The Have the Talk of a Lifetime Conversation Cards come in a deck of 50 with each card featuring a single question meant to initiate a meaningful, personal conversation. Families members are encouraged to gather, pick a card, read the question, and let the stories unfold.
These cards are a resource of the Funeral and Memorial and Information Council’s Have the Talk of a Lifetime program created as tools to spark meaningful conversations to inform a rich understanding of loved ones and the legacy they want to leave.
These cards can be used with family members of all ages and offer a chance to dive into deeper conversations about loved ones and the defining moments of their lives.
“What is the best lesson you learned from your mom, dad or another role model?”
“What personal event(s) have most shaped your life?”

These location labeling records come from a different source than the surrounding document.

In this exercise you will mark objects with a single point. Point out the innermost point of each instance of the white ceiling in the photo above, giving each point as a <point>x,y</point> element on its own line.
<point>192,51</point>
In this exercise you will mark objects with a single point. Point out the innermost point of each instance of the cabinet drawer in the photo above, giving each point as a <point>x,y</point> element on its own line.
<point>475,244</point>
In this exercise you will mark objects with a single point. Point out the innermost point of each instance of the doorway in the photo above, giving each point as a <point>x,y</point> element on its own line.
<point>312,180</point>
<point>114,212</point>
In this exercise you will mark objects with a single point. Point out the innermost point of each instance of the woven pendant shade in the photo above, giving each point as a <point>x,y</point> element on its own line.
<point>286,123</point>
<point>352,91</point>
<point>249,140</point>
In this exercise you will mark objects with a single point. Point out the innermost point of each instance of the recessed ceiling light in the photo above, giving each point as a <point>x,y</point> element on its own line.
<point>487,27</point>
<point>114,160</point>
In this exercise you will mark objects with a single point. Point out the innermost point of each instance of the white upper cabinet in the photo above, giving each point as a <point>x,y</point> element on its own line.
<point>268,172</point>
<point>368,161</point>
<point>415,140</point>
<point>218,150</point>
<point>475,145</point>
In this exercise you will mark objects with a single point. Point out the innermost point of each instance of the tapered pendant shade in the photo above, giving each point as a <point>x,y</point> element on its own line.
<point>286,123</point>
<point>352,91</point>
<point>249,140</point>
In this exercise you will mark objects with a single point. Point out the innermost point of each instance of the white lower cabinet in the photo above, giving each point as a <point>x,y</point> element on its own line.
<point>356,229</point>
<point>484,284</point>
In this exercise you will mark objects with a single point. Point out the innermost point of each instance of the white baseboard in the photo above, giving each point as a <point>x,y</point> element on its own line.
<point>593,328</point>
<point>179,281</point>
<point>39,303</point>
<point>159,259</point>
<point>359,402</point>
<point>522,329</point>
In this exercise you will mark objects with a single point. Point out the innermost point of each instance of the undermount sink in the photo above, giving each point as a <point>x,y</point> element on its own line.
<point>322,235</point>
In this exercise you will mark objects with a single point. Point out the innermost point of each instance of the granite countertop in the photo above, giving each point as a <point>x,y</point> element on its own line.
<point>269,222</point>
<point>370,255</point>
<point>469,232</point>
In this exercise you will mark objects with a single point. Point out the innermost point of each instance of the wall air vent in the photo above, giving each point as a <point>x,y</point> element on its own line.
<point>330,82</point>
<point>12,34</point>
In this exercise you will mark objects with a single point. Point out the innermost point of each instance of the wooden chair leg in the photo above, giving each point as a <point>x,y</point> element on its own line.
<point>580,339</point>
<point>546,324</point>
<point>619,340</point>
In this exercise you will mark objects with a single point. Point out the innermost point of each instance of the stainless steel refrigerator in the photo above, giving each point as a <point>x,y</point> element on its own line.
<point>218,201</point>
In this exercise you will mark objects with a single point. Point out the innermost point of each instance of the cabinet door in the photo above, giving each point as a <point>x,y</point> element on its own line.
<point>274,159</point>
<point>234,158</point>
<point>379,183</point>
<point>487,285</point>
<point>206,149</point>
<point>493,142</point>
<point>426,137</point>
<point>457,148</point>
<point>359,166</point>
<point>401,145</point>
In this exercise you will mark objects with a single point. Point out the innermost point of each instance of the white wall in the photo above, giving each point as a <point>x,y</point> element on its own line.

“Describe the most adventurous thing you’ve ever done.”
“How do you want to be remembered?”
It doesn’t have to be awkward
Deep thoughts don’t have to be difficult to uncover.
I offered a pack of cards to my friend who was visiting her dad in the hospital. She said that the cards were so helpful because it helped take away the awkwardness of what to say and what to talk about.
It was something that they could do together and didn’t focus on his current condition.
She was able to learn things about her dad that they had never talked about from simple questions on the cards which led to great follow up questions.
My dad and I spent some quality time by the river on a beautiful day to go over some of the cards.
The time quickly flew by and we ended up there for hours…but it didn’t feel like it.
He would select a card at random with a question and then share.
Many of his answers led me to ask several follow up questions to learn more about him and other family members that I never got to meet.
One of the cards asked to describe the perfect day.
My dad’s answer was “Peace, No worries, No regrets.” (I told you that he was deep)
I was also surprised by some of his answers based on what I thought that I already knew… only to discover that there is still so much more that we haven’t talked about yet.
I really enjoyed discovering answers to questions that showed more of his adventurous side and learning more about the shenanigans he got into as a kid.
From time to time there were questions that we didn’t have answers for, questions that we wished we had asked our grandparents.
I also wish that I would have asked my mom so many of these questions during our visits when she was sick before she died.
The next best thing is trying to learn more about her through my dad.
Making moments count with quality time over quantity.
As my kids have gotten older I have less time with them at home between school and sports. I feel the weight of my limited time with them at home and the desire to make it count.
As soon as they started middle school it’s felt as if my time with them has been accelerating rapidly before my eyes with the reality that I only have a few more summers with them before they graduate.
Asking them these types of questions is another way for our family to get to know each other on a deeper level.
You can also incorporate them in a way that’s not a big deal.
You can each draw a card when you are sitting down for dinner, or make a road trip go by a little faster by taking turns asking questions in the car.
You can also use the cards when you are visiting relatives who live out of town to help reminisce and retell stories to younger generations.
You can learn more about those epic holiday celebrations where someone did something legendary or hilarious that is still spoken of each year.
Where to find the “Have the Talk of a Lifetime” Cards
For more information on purchasing a deck “Have the Talk of a Lifetime” cards ($10 per deck), visit www.talkofalifetime.org.
One of the biggest life lessons I have from losing so many family members is to try to not have regrets.
There are so many conversations that I wish I would have had with my mom and grandparents.
It’s so important to have these types of conversations while your loved ones are still alive and these cards are a simple tool that can help facilitate those meaningful conversations that you will value for the rest of your life.